Pleural effusions were categorized as atypical findings. It occurred in 34.3% of patients, however, due to the older age of our study population and comorbidities the IPA etiology of pleural effusions is unlikely (see ). Overall, fungal infections account for less than 1% of all pleural effusions [Citation21].

Enlarged lymph nodes are a rare finding in IPA itself and this finding is reported in the literature occasionally, rather in case reports [Citation22,Citation23]. In our study group enlarged lymph nodes occurred in 11.4% (see ).

Another atypical finding for IPA is septal thickening. This finding may be the manifestation of different entities, corresponding with the Kerley B lines seen on X- rays [Citation24].

The major limitations of our study were retrospective data collection and a small study group. None of the patients in our study group had a histologically or culture proven IPA.
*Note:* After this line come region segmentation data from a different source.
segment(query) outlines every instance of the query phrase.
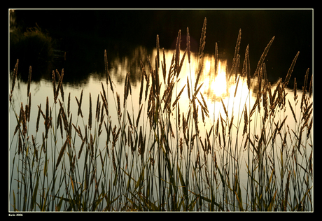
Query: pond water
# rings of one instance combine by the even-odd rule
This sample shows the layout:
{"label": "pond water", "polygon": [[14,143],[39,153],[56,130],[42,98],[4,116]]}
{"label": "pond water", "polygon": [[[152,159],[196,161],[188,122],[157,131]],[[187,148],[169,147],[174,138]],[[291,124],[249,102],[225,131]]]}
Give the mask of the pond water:
{"label": "pond water", "polygon": [[[90,94],[92,99],[92,108],[94,110],[95,110],[94,107],[96,106],[96,101],[97,99],[102,99],[102,97],[99,97],[102,96],[100,94],[102,92],[102,84],[103,83],[104,90],[109,90],[109,92],[107,93],[108,100],[110,101],[110,104],[112,104],[109,105],[108,106],[109,118],[106,118],[106,120],[110,120],[112,124],[116,124],[117,121],[115,121],[115,120],[118,117],[118,106],[117,101],[115,100],[115,94],[119,94],[119,96],[120,96],[120,106],[122,106],[124,104],[122,99],[125,90],[124,81],[127,73],[129,71],[130,72],[132,95],[130,95],[130,99],[127,99],[127,114],[130,116],[132,116],[132,114],[134,116],[136,116],[139,112],[140,108],[141,107],[141,106],[139,105],[141,85],[140,78],[141,75],[142,74],[142,71],[139,63],[140,59],[143,61],[143,64],[144,64],[147,73],[149,69],[149,66],[147,64],[146,57],[144,57],[144,55],[146,53],[148,53],[144,47],[140,46],[136,48],[128,57],[116,57],[111,60],[108,60],[108,69],[111,77],[111,82],[113,84],[114,93],[111,93],[111,90],[109,90],[109,85],[106,87],[106,76],[104,76],[104,73],[92,73],[89,75],[85,81],[80,81],[77,83],[64,83],[63,80],[63,88],[64,92],[64,99],[66,104],[68,97],[70,96],[70,113],[73,115],[73,122],[74,122],[75,124],[80,125],[80,127],[87,127],[86,125],[88,122],[88,113],[90,106]],[[173,53],[174,52],[172,50],[164,50],[166,69],[167,71],[170,68],[170,61],[174,55]],[[181,55],[183,55],[183,53],[184,51],[181,51]],[[156,55],[157,49],[155,48],[150,52],[150,57],[155,57]],[[241,131],[244,124],[243,111],[244,108],[246,107],[249,112],[251,108],[254,106],[254,104],[256,102],[259,83],[258,82],[258,79],[257,78],[251,79],[251,87],[250,87],[250,90],[248,90],[246,78],[242,76],[240,73],[238,73],[236,76],[232,76],[230,79],[228,79],[227,73],[229,72],[229,67],[227,65],[227,59],[225,59],[225,56],[219,56],[217,75],[215,74],[214,71],[214,55],[206,53],[204,54],[204,69],[200,76],[200,83],[198,84],[198,87],[201,86],[200,93],[198,94],[197,97],[200,102],[203,102],[202,100],[204,99],[204,101],[209,110],[209,117],[206,117],[205,121],[203,120],[201,114],[198,117],[198,124],[200,129],[200,138],[204,137],[206,134],[207,134],[207,133],[211,129],[220,131],[220,126],[222,128],[224,127],[223,124],[223,120],[220,119],[223,119],[225,124],[227,124],[226,125],[230,125],[230,127],[231,127],[230,125],[232,125],[232,129],[231,130],[231,132],[229,132],[230,134],[227,138],[221,137],[222,143],[218,146],[221,148],[216,150],[217,152],[217,156],[218,156],[217,157],[220,157],[220,156],[223,157],[225,155],[225,152],[228,151],[227,150],[225,150],[224,145],[227,145],[226,148],[227,148],[227,147],[232,148],[233,145],[235,145],[234,148],[237,148],[237,151],[238,152],[236,156],[238,156],[238,158],[240,159],[241,162],[246,162],[246,159],[245,157],[247,155],[244,155],[246,151],[245,148],[242,148],[242,147],[244,147],[244,143],[246,139],[246,136]],[[163,61],[163,58],[161,60]],[[196,80],[196,76],[194,73],[195,73],[197,68],[197,56],[195,56],[195,55],[192,53],[191,60],[192,62],[190,64],[189,64],[188,62],[188,59],[185,59],[181,72],[176,80],[177,84],[176,85],[176,88],[174,88],[176,94],[178,94],[181,89],[185,87],[178,104],[180,106],[180,110],[182,112],[182,115],[187,114],[188,110],[189,110],[190,106],[190,97],[188,96],[188,87],[186,87],[187,82],[188,81],[190,83],[192,83],[193,85],[193,83]],[[153,62],[152,66],[154,65],[155,63]],[[64,72],[64,76],[67,76],[69,73],[68,72]],[[151,80],[150,79],[150,80]],[[160,76],[160,82],[161,83],[160,94],[162,95],[163,94],[165,88],[164,86],[164,82],[161,74]],[[150,82],[150,84],[152,82]],[[272,92],[275,90],[276,85],[276,83],[272,83],[271,90]],[[11,88],[10,87],[9,87],[9,88]],[[38,113],[37,106],[41,105],[41,108],[43,109],[43,111],[44,111],[44,108],[46,105],[47,97],[49,99],[49,105],[50,107],[51,107],[50,108],[53,108],[50,114],[52,115],[57,115],[58,114],[59,106],[58,104],[55,105],[53,100],[52,87],[52,82],[46,79],[41,79],[38,82],[31,82],[30,87],[30,93],[31,95],[31,106],[30,109],[30,121],[28,124],[29,131],[36,131],[36,122]],[[13,162],[14,160],[13,157],[15,157],[15,152],[16,151],[15,147],[16,147],[18,145],[18,139],[13,139],[13,134],[15,131],[17,124],[15,111],[15,113],[19,113],[18,110],[20,108],[21,104],[22,103],[24,105],[28,101],[27,96],[27,83],[24,82],[20,79],[17,80],[15,88],[13,95],[13,106],[10,107],[9,111],[9,141],[10,143],[10,162]],[[82,118],[80,118],[80,116],[76,116],[78,106],[76,99],[76,97],[77,97],[78,100],[80,99],[81,92],[83,92],[83,97],[82,103],[82,111],[83,117]],[[288,106],[288,102],[292,106],[295,114],[297,116],[300,116],[301,109],[300,103],[302,92],[300,90],[297,90],[298,97],[297,101],[294,99],[293,89],[287,87],[285,89],[285,93],[286,101],[287,102],[286,104],[286,108],[276,112],[276,115],[274,115],[274,118],[273,118],[274,119],[274,123],[277,124],[279,122],[281,123],[285,117],[287,116],[287,118],[285,120],[285,125],[288,125],[288,131],[290,131],[290,130],[295,131],[298,129],[297,128],[298,127],[298,122],[295,122],[294,118],[293,117],[293,113]],[[202,94],[203,97],[202,97],[201,94]],[[62,97],[61,95],[58,97],[58,99],[62,101]],[[144,102],[144,104],[146,104],[148,98],[146,98],[146,103]],[[173,97],[172,102],[174,102],[174,99],[175,97]],[[309,100],[310,102],[312,102],[312,97],[311,97]],[[113,104],[115,105],[113,105]],[[146,109],[148,108],[146,104],[144,105],[143,110],[144,117],[146,117],[146,113],[145,113],[146,112]],[[200,105],[197,104],[197,106],[198,108],[201,109]],[[262,106],[262,108],[263,108],[263,106]],[[262,109],[261,112],[258,112],[258,113],[257,113],[257,110],[255,110],[255,113],[257,115],[256,117],[258,117],[258,120],[251,122],[251,124],[250,123],[250,125],[251,125],[250,127],[251,128],[249,131],[251,133],[250,136],[253,137],[256,136],[260,136],[260,128],[262,127],[260,119],[264,114],[264,110]],[[125,115],[125,113],[123,113],[123,114]],[[178,117],[177,114],[175,113],[174,115],[172,113],[171,121],[174,123],[174,124],[176,124],[176,122],[178,120],[176,117]],[[256,117],[255,119],[256,119]],[[134,121],[134,119],[132,120]],[[220,123],[219,123],[219,122],[220,122]],[[140,125],[144,127],[144,125],[148,125],[147,122],[148,121],[144,118],[143,120],[140,120],[137,127],[140,127]],[[95,122],[95,124],[98,123],[98,122]],[[218,124],[219,127],[218,126]],[[272,127],[272,124],[270,127]],[[211,129],[211,127],[213,128]],[[43,124],[41,122],[39,129],[40,131],[41,131],[41,130],[44,130],[44,128],[45,127]],[[269,133],[268,131],[270,131],[270,128],[267,127],[267,129],[268,130],[267,133]],[[223,133],[227,132],[227,131],[224,131],[223,130]],[[102,134],[103,135],[101,135],[101,136],[104,137],[104,136],[106,136],[104,135],[106,134],[104,133],[106,132],[104,131]],[[179,136],[182,136],[182,133],[183,131],[180,128],[174,129],[174,136],[178,135]],[[223,136],[223,134],[222,136]],[[217,139],[218,137],[216,138],[217,141],[216,142],[218,142],[218,140]],[[220,137],[219,137],[219,139],[220,139]],[[58,143],[57,145],[60,145],[59,143],[62,143],[62,145],[64,143],[64,138],[58,138],[57,141],[57,143]],[[281,136],[281,141],[282,140]],[[291,140],[290,135],[289,138],[288,137],[288,141],[290,143],[293,143],[295,142],[294,141]],[[79,150],[78,148],[81,145],[81,140],[76,141],[75,142],[75,147],[77,147],[77,150]],[[223,142],[227,142],[227,143],[223,144]],[[308,146],[307,143],[312,145],[312,138],[311,139],[304,141],[303,142],[304,142],[305,146]],[[100,141],[98,143],[99,148],[102,150],[102,151],[104,151],[105,148],[105,141],[104,139],[103,141]],[[278,144],[277,146],[281,144]],[[178,148],[178,146],[177,146],[177,148]],[[304,164],[307,164],[306,160],[307,160],[308,155],[309,155],[309,150],[307,150],[307,152],[305,154],[306,158],[303,158],[303,159],[300,158],[299,161],[302,162]],[[65,157],[67,157],[66,156]],[[211,162],[211,156],[209,156],[209,160]],[[276,160],[278,158],[276,158]],[[80,166],[80,165],[82,165],[82,162],[78,161],[78,164]],[[246,164],[241,163],[239,166],[241,174],[239,182],[244,187],[247,185],[247,168],[246,165]],[[99,166],[97,166],[97,169],[99,169]],[[15,170],[13,170],[13,171],[11,171],[11,172],[13,173],[13,178],[15,178],[15,177],[18,176],[17,172]],[[14,187],[15,185],[13,184],[13,190],[15,189]],[[246,198],[246,192],[243,192],[242,196],[244,199]],[[12,197],[13,196],[11,196],[11,201],[13,200]]]}
{"label": "pond water", "polygon": [[[240,205],[235,204],[237,198],[238,201],[242,198],[244,204],[241,204],[246,210],[252,209],[250,205],[255,204],[253,201],[259,202],[262,199],[265,204],[269,204],[262,205],[266,208],[270,207],[270,200],[272,199],[272,201],[276,201],[274,206],[287,207],[288,211],[300,209],[298,205],[304,205],[308,211],[313,209],[314,94],[310,92],[312,69],[308,69],[308,77],[304,80],[305,71],[312,64],[312,39],[308,39],[307,34],[304,34],[310,30],[308,25],[312,22],[309,12],[300,12],[298,14],[300,15],[298,17],[294,16],[297,14],[292,11],[286,11],[285,13],[262,10],[107,12],[108,13],[88,11],[87,17],[77,10],[53,10],[48,11],[48,13],[34,11],[33,16],[25,16],[28,15],[27,11],[19,11],[17,17],[13,15],[10,31],[16,30],[16,21],[20,21],[17,25],[24,26],[27,24],[27,24],[32,22],[34,17],[43,18],[43,21],[39,21],[40,26],[48,27],[49,33],[56,38],[55,47],[57,48],[53,50],[53,54],[48,55],[48,60],[26,57],[27,54],[24,51],[24,47],[18,47],[17,53],[16,51],[10,53],[9,90],[12,85],[12,70],[16,58],[20,59],[18,76],[8,110],[10,211],[14,209],[14,204],[19,205],[19,209],[24,209],[24,198],[27,199],[28,203],[31,202],[29,207],[26,206],[27,210],[38,211],[40,205],[43,205],[47,210],[54,211],[57,209],[55,206],[62,205],[62,200],[66,201],[62,197],[70,197],[71,192],[75,194],[76,186],[79,190],[83,190],[84,196],[90,196],[92,199],[93,195],[95,197],[97,190],[102,194],[104,191],[106,192],[107,187],[110,190],[112,180],[114,186],[112,187],[112,195],[116,197],[118,194],[120,196],[118,199],[119,202],[113,206],[115,210],[120,209],[121,205],[127,205],[131,201],[128,200],[129,197],[132,200],[136,199],[134,196],[131,198],[130,193],[140,194],[140,191],[150,200],[161,204],[160,200],[158,201],[161,194],[158,190],[161,190],[162,186],[167,192],[164,196],[169,197],[172,191],[169,190],[175,186],[174,183],[182,189],[184,185],[181,173],[189,190],[190,200],[199,194],[209,201],[209,199],[212,198],[214,194],[217,203],[225,205],[223,206],[225,208],[221,208],[221,210],[240,209]],[[141,17],[138,17],[138,13]],[[294,20],[288,18],[288,15]],[[201,31],[204,15],[209,17],[206,34],[207,43],[203,58],[200,59],[195,52],[199,47],[199,41],[195,39],[199,39],[200,36],[199,31]],[[197,24],[198,28],[194,26],[197,24],[195,21],[191,21],[191,16],[195,18],[195,21],[200,22]],[[54,17],[60,19],[52,18]],[[148,22],[150,17],[153,19]],[[284,19],[280,19],[281,17]],[[118,25],[114,22],[115,20],[120,21]],[[186,24],[185,21],[189,22]],[[141,24],[141,27],[137,24]],[[173,40],[176,39],[178,29],[181,29],[181,49],[186,48],[186,36],[183,34],[186,34],[186,31],[182,30],[186,30],[187,26],[191,35],[191,62],[188,62],[186,52],[178,50],[179,61],[183,55],[186,57],[180,74],[174,76],[170,75],[170,70],[173,68],[172,60],[176,56],[174,50],[176,41]],[[106,27],[106,29],[103,30],[102,27]],[[227,29],[227,27],[230,28]],[[243,32],[239,68],[232,72],[234,74],[230,75],[235,50],[234,45],[239,28],[251,34],[244,35]],[[36,30],[40,31],[41,29]],[[232,30],[237,31],[232,33]],[[160,35],[160,45],[164,47],[160,48],[159,67],[155,64],[158,51],[153,48],[156,34]],[[276,38],[264,61],[266,65],[262,70],[262,78],[253,77],[257,62],[273,36]],[[248,41],[251,78],[247,78],[241,70],[244,53]],[[218,43],[217,63],[214,54],[215,42]],[[19,45],[15,46],[17,45]],[[296,48],[298,46],[299,48]],[[106,79],[104,71],[104,48],[106,48],[111,81]],[[288,68],[299,50],[301,54],[290,83],[284,85]],[[16,55],[18,57],[12,57]],[[33,63],[35,59],[36,62]],[[41,65],[38,67],[35,64]],[[28,70],[30,64],[32,64],[32,74],[31,96],[29,97]],[[202,69],[198,76],[197,73],[202,64]],[[164,67],[165,71],[163,72]],[[143,73],[143,68],[146,74]],[[57,69],[54,71],[57,89],[58,76],[62,73],[62,69],[64,69],[64,94],[59,91],[57,102],[55,102],[52,70]],[[157,80],[154,76],[158,76],[160,83],[158,98],[153,98],[158,88],[154,83]],[[295,91],[294,76],[298,83]],[[282,80],[280,80],[279,78]],[[169,79],[172,80],[172,83]],[[198,83],[195,84],[197,80]],[[130,87],[127,86],[129,83]],[[307,87],[303,92],[300,89],[304,83]],[[173,87],[167,87],[172,83]],[[130,88],[130,94],[127,98],[125,92]],[[197,90],[198,92],[192,94],[192,92]],[[169,92],[172,92],[172,97],[167,96]],[[10,91],[8,93],[10,94]],[[178,99],[176,104],[176,98]],[[104,100],[108,103],[106,107],[104,106]],[[81,108],[79,108],[79,103],[81,103]],[[48,112],[46,111],[47,104]],[[160,110],[155,109],[158,104],[160,105]],[[169,105],[166,106],[166,104]],[[22,109],[24,112],[22,112]],[[41,114],[38,111],[40,109]],[[64,119],[62,109],[66,111],[64,113],[68,119],[66,122],[61,120]],[[29,110],[29,113],[27,110]],[[155,113],[151,110],[158,111]],[[26,122],[21,116],[22,113],[25,115]],[[197,114],[195,115],[195,113]],[[38,115],[40,122],[37,125]],[[160,118],[154,121],[157,115]],[[22,119],[18,122],[20,127],[17,127],[18,119],[20,116]],[[47,117],[50,119],[52,124],[48,137],[45,138],[47,121],[44,119]],[[69,128],[66,125],[69,125]],[[63,127],[64,131],[62,132]],[[121,130],[120,134],[118,134],[118,129]],[[71,134],[67,138],[66,132],[69,131]],[[27,136],[24,136],[26,133]],[[20,154],[22,150],[21,136],[25,143],[25,155]],[[133,141],[137,143],[136,152],[132,149]],[[84,146],[88,147],[88,152],[92,151],[92,153],[93,150],[90,149],[93,148],[94,144],[95,145],[94,160],[90,163],[85,155],[85,150],[82,152],[84,143]],[[66,144],[68,146],[66,150],[62,152],[64,154],[60,165],[63,166],[61,169],[56,169],[54,168],[57,162],[56,159]],[[155,148],[157,145],[158,150]],[[171,151],[169,163],[164,158],[166,157],[158,159],[157,154],[162,152],[161,150],[167,145]],[[45,146],[48,148],[46,150],[43,149]],[[117,148],[116,150],[114,147]],[[39,154],[41,150],[43,154]],[[41,156],[41,160],[37,159],[35,161],[36,152]],[[116,159],[120,163],[117,167],[118,172],[115,170],[114,155],[119,157]],[[111,155],[113,157],[110,157]],[[132,167],[128,162],[132,162]],[[173,171],[177,173],[173,180],[169,178],[171,172],[167,173],[170,170],[166,165],[170,163],[174,166]],[[157,171],[156,165],[162,164],[164,168],[162,170],[159,168]],[[190,166],[193,170],[190,169]],[[77,173],[74,171],[75,166]],[[177,169],[179,167],[180,170]],[[135,171],[132,173],[133,168]],[[145,175],[141,170],[146,171]],[[121,171],[125,173],[120,175]],[[129,176],[130,173],[132,176]],[[94,180],[98,183],[101,181],[102,185],[94,187],[94,185],[90,187],[90,189],[88,189],[88,180],[84,181],[84,177],[89,174],[91,174],[91,183],[94,183]],[[138,187],[141,188],[139,181],[142,182],[142,174],[144,178],[146,176],[145,180],[143,179],[145,183],[142,183],[143,187],[139,191]],[[52,183],[53,176],[59,180],[55,185]],[[37,192],[38,183],[36,185],[29,177],[33,177],[34,180],[38,177],[43,189],[39,187]],[[159,182],[155,181],[157,178]],[[209,180],[211,185],[209,185]],[[27,189],[29,183],[26,180],[29,180],[33,187],[30,191]],[[130,185],[130,181],[133,187]],[[241,192],[237,187],[238,185],[241,189]],[[118,186],[120,187],[115,187]],[[216,190],[214,189],[215,187]],[[33,194],[33,188],[36,194]],[[124,191],[127,188],[132,192]],[[52,200],[47,205],[46,200],[43,204],[45,190],[48,190],[46,197]],[[92,191],[92,193],[88,194],[87,191]],[[183,199],[182,192],[184,191],[183,188],[180,192]],[[55,197],[52,197],[53,194]],[[61,197],[60,200],[57,196]],[[100,196],[101,199],[106,197]],[[285,202],[284,198],[288,197],[288,202],[287,200]],[[34,203],[35,199],[36,204]],[[103,200],[102,204],[100,210],[106,206],[105,201]],[[207,210],[209,208],[204,206],[204,206],[200,204],[198,208],[196,206],[194,209]],[[67,204],[68,202],[64,202],[64,209],[70,208]]]}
As the sensitivity of the serum testing is relatively low and radiologic signs of IPA have been shown to precede serum galactomannan testing [Citation25], the HRCT is a major diagnostic tool.

It suggests that in the cases of hematological malignancies, neutropenia and symptoms of infection, occurring with consolidations in baseline HRCT, the differential diagnosis should consider IPA.

Conclusions

Wedge-shape consolidations may add useful information for the diagnosis of invasive pulmonary aspergillosis in patients with underline disease of hematological malignancies. Employment of the latest EORTC/MSG criteria increased diagnostic value of the baseline high resolution computed tomography in our study group by 11.4%.

Data availability

The database used to support the findings of this study is available from the corresponding author upon request.

Disclosure statement

No potential conflict of interest was reported by the author(s).